One guy I work with says the suprclavicular block is the spinal of the upper extremity.

Another guy says the Interscalene Block is better for the shoulder, and because it blocks the three trunks of the brachial plexus, it gets everything that the supraclavicular block can hope for, and then some.

I'm not smart (or experienced) to know who's right. (And I'm not about to correct either of my superiors.) But the Interscalene Guy did ask me to make the case for the Supraclavicular Block.

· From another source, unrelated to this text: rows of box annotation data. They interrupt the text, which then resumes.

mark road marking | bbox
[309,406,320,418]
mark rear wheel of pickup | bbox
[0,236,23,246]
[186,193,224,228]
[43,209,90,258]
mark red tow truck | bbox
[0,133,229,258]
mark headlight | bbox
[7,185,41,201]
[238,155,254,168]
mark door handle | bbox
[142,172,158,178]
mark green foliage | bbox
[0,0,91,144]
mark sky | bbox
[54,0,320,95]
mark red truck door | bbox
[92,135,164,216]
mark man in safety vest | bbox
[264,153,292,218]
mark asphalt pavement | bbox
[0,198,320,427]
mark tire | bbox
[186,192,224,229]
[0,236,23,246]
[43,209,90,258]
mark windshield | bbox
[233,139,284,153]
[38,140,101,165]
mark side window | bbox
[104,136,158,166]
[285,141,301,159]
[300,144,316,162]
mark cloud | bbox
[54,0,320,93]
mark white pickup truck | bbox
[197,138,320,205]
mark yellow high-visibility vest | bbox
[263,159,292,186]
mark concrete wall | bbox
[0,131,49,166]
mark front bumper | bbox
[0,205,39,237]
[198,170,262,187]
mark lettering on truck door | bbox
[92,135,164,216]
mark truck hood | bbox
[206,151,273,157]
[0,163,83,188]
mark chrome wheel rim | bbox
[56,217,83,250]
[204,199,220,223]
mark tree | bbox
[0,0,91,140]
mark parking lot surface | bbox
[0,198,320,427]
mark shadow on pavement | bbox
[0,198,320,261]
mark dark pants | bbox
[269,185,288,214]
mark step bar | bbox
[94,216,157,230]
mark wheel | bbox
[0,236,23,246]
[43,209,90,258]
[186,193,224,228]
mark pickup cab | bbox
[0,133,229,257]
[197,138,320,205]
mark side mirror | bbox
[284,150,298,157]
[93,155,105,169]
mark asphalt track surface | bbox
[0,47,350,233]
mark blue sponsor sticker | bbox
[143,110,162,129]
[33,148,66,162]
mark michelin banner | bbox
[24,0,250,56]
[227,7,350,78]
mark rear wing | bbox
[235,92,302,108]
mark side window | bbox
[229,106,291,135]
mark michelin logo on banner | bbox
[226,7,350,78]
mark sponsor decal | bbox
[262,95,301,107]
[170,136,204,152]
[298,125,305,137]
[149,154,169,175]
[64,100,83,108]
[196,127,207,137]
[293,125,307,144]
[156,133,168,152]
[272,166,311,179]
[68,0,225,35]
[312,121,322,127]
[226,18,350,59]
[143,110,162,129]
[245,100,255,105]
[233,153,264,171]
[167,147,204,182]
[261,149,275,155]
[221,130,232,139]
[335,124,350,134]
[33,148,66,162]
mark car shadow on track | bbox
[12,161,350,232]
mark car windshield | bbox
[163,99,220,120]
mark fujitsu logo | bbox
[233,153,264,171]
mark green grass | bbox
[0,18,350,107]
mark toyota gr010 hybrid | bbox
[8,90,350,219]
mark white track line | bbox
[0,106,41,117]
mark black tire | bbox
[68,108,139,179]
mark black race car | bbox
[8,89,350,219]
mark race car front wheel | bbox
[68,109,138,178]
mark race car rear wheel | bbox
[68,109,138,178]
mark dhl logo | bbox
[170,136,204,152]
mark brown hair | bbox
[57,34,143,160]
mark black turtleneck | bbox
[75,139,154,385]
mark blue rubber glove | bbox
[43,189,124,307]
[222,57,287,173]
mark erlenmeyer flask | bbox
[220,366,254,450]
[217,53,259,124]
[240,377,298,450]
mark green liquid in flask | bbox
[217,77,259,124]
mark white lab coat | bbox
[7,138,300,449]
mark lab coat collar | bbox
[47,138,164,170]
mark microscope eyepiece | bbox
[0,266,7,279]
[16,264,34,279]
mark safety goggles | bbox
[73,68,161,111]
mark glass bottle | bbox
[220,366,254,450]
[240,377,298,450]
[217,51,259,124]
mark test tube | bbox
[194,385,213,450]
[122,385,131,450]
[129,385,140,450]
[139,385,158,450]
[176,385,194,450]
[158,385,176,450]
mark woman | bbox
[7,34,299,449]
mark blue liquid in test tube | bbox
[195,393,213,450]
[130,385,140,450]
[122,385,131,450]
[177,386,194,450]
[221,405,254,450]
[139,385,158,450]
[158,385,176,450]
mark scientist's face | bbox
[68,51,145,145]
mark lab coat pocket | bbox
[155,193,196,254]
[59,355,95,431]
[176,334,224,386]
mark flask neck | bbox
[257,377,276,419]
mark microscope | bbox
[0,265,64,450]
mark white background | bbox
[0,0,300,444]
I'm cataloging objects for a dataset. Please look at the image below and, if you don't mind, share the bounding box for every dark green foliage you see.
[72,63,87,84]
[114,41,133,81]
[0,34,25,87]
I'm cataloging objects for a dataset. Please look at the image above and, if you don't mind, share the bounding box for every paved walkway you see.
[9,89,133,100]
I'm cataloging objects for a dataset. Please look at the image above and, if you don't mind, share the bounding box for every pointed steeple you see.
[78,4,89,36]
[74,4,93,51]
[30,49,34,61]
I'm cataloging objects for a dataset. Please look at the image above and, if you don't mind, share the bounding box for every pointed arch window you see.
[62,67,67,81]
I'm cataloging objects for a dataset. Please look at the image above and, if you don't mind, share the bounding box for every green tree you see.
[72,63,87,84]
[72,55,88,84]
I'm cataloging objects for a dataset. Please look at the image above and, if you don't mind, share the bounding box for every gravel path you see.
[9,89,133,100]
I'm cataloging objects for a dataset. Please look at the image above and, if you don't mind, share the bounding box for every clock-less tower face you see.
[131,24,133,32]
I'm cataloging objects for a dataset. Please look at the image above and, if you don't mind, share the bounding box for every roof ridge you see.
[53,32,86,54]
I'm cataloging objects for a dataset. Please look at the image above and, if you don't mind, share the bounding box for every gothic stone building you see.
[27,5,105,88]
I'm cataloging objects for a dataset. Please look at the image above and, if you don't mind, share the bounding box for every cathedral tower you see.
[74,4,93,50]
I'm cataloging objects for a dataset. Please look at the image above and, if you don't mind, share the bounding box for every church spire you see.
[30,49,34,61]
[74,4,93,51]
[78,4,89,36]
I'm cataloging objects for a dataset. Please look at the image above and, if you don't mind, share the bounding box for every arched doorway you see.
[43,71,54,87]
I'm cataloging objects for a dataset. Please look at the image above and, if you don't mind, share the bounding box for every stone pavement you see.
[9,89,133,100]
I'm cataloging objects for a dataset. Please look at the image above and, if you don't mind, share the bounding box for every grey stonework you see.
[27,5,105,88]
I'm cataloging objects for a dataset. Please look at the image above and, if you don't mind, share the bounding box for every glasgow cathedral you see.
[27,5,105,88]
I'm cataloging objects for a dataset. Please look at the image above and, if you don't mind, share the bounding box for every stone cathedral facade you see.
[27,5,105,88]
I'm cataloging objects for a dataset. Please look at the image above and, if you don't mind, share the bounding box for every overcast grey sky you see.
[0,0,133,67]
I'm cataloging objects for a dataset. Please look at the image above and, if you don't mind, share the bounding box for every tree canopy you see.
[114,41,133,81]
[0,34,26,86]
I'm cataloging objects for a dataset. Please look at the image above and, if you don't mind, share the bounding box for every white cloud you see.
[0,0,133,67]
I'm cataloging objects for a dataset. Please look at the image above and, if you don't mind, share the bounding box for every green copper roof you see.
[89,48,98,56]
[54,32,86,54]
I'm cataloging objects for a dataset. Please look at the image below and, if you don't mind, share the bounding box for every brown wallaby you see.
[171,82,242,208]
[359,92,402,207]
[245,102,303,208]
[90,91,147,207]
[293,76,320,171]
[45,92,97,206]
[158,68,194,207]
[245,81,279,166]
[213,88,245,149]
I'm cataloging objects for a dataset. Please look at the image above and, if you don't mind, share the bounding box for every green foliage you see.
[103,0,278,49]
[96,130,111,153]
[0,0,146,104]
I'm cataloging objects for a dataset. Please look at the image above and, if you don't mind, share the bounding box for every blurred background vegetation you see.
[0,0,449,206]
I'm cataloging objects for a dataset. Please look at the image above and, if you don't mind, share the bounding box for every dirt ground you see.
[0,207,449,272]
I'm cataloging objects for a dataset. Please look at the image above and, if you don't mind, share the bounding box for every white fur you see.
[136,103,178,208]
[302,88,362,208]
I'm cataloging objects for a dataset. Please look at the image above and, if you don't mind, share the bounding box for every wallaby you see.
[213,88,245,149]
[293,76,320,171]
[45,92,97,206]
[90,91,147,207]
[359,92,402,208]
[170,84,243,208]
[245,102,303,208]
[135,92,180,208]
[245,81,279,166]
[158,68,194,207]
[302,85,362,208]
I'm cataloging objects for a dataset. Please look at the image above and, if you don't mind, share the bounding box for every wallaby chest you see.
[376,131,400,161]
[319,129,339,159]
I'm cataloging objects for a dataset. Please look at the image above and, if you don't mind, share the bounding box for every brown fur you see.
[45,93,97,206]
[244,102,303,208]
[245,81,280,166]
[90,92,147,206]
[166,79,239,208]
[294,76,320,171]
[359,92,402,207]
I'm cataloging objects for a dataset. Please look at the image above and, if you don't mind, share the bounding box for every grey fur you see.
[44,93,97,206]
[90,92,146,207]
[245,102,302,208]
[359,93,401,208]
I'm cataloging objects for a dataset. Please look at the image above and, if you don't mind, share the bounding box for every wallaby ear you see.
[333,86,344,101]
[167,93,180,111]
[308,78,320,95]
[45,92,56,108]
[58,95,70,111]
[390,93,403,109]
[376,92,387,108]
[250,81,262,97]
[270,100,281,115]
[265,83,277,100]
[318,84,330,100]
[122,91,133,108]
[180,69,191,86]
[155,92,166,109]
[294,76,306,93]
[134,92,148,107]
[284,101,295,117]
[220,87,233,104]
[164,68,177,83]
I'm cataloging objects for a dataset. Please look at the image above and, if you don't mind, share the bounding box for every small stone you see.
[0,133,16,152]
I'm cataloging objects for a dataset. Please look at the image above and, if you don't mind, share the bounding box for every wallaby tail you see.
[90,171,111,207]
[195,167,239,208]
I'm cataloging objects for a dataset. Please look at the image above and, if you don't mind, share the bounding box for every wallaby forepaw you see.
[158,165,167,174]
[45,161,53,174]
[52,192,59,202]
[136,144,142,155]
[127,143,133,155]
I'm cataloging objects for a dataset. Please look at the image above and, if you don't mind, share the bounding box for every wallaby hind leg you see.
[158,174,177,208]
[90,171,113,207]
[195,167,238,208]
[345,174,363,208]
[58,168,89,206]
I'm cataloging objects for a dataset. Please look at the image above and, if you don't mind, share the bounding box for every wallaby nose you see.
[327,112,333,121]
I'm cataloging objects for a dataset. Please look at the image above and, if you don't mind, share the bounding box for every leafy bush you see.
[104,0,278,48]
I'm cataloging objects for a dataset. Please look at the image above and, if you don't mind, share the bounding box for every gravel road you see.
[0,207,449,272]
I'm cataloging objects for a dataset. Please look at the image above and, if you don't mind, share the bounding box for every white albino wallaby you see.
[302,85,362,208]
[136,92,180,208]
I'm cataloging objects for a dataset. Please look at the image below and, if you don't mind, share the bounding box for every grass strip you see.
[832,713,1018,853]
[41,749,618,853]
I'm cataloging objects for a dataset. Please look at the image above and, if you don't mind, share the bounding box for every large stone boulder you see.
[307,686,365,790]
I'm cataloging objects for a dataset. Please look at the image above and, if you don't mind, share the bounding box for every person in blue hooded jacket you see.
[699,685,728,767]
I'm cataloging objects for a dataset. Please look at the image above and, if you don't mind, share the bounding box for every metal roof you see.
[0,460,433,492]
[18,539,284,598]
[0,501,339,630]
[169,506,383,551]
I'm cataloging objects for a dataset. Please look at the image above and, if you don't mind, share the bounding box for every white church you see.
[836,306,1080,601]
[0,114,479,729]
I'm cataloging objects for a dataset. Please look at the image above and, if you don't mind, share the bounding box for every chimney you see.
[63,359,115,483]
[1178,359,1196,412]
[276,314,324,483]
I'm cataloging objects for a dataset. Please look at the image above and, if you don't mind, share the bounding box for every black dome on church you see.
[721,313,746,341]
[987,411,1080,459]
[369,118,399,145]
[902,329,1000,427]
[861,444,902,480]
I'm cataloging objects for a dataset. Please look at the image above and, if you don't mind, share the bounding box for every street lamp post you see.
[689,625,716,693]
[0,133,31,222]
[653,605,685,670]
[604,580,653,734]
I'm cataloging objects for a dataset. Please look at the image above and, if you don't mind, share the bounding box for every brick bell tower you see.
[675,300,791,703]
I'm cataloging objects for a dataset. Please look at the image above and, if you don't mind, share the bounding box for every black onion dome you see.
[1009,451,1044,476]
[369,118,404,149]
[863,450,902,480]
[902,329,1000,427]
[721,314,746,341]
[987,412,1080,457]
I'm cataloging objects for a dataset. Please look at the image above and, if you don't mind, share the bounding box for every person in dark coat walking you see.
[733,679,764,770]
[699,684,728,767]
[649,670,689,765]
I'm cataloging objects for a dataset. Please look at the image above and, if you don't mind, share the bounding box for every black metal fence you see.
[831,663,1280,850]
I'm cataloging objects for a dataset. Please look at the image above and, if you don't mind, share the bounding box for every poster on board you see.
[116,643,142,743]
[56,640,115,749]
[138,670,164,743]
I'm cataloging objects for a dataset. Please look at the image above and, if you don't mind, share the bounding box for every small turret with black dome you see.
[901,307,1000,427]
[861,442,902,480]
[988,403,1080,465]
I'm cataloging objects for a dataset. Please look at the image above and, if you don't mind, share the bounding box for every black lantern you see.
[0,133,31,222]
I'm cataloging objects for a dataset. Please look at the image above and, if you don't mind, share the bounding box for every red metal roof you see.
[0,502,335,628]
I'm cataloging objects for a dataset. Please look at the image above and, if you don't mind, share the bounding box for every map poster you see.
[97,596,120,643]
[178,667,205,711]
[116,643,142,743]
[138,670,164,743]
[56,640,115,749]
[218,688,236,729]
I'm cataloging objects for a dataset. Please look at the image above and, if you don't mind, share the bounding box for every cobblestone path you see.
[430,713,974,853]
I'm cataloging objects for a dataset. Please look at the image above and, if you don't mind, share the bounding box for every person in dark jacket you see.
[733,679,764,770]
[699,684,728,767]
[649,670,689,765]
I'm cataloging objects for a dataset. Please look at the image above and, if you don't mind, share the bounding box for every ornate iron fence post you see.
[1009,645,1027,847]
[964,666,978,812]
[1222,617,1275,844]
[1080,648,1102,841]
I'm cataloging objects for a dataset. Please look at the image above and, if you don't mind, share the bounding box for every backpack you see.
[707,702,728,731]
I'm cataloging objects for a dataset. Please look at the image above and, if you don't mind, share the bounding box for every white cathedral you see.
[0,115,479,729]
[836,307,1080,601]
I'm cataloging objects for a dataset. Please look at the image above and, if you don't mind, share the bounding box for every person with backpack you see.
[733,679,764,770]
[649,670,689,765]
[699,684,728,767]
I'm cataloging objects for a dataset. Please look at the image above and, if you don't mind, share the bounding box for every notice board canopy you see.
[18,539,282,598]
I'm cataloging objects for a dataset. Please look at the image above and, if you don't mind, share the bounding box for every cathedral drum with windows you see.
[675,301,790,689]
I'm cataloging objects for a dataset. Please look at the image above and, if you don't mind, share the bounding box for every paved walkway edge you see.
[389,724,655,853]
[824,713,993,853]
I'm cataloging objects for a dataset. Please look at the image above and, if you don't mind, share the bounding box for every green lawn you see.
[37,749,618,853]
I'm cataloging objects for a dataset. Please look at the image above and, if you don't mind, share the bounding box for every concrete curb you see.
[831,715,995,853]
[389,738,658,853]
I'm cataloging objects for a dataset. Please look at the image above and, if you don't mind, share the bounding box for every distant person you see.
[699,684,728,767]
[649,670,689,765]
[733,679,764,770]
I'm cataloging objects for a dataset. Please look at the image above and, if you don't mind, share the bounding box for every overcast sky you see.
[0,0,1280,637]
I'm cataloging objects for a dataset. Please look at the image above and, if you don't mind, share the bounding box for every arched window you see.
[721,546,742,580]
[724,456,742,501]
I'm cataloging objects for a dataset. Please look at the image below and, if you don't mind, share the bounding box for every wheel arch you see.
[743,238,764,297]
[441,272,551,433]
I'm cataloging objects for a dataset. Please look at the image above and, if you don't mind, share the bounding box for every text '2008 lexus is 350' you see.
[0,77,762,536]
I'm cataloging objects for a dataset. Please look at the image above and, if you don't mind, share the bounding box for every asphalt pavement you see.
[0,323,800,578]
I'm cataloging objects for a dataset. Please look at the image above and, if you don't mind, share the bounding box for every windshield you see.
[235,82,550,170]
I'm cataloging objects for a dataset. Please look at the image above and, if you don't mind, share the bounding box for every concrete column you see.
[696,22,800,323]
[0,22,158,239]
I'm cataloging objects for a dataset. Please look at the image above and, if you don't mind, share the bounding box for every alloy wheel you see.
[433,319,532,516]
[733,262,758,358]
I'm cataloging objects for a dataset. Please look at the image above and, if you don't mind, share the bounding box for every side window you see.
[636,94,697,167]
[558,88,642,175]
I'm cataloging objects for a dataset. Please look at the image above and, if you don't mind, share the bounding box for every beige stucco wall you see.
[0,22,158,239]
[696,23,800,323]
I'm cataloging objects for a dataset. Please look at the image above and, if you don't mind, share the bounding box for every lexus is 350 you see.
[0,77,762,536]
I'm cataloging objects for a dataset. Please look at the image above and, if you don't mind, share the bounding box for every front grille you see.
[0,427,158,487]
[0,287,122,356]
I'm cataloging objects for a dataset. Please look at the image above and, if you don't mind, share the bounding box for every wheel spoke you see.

If the interscalene block deposits anesthetic at the level of the trunks (C5-T1), then why isn't that better than placing local anesthetic more distally, where the brachial plexus may have become five or six divisions, or more distally still (axillary block), where we are trying to identify specific branches?

Interscalene Guy is a big fan of Einstein's logic that if you can't explain something to the level of a six-year old, then you don't understand it yourself. (I'm a fan of Reddit, who has a whole subreddit (ELI5: Explain Like I'm Five) that borrows Einstein's logic.)

I don't know enough to know why Interscalene Guy is wrong. The "spinal of the upper extremity" ought to be placing local anesthetic as close to the spinal cord as possible. Or, so it seems to me.

Can anybody put it in simple terms for me? (And, yes, I've searched, and express my thanks to BladeMDA for Best Upper Extremity Block under U/S and everybody who contributed to Distal radius and proximal humerus fractures .)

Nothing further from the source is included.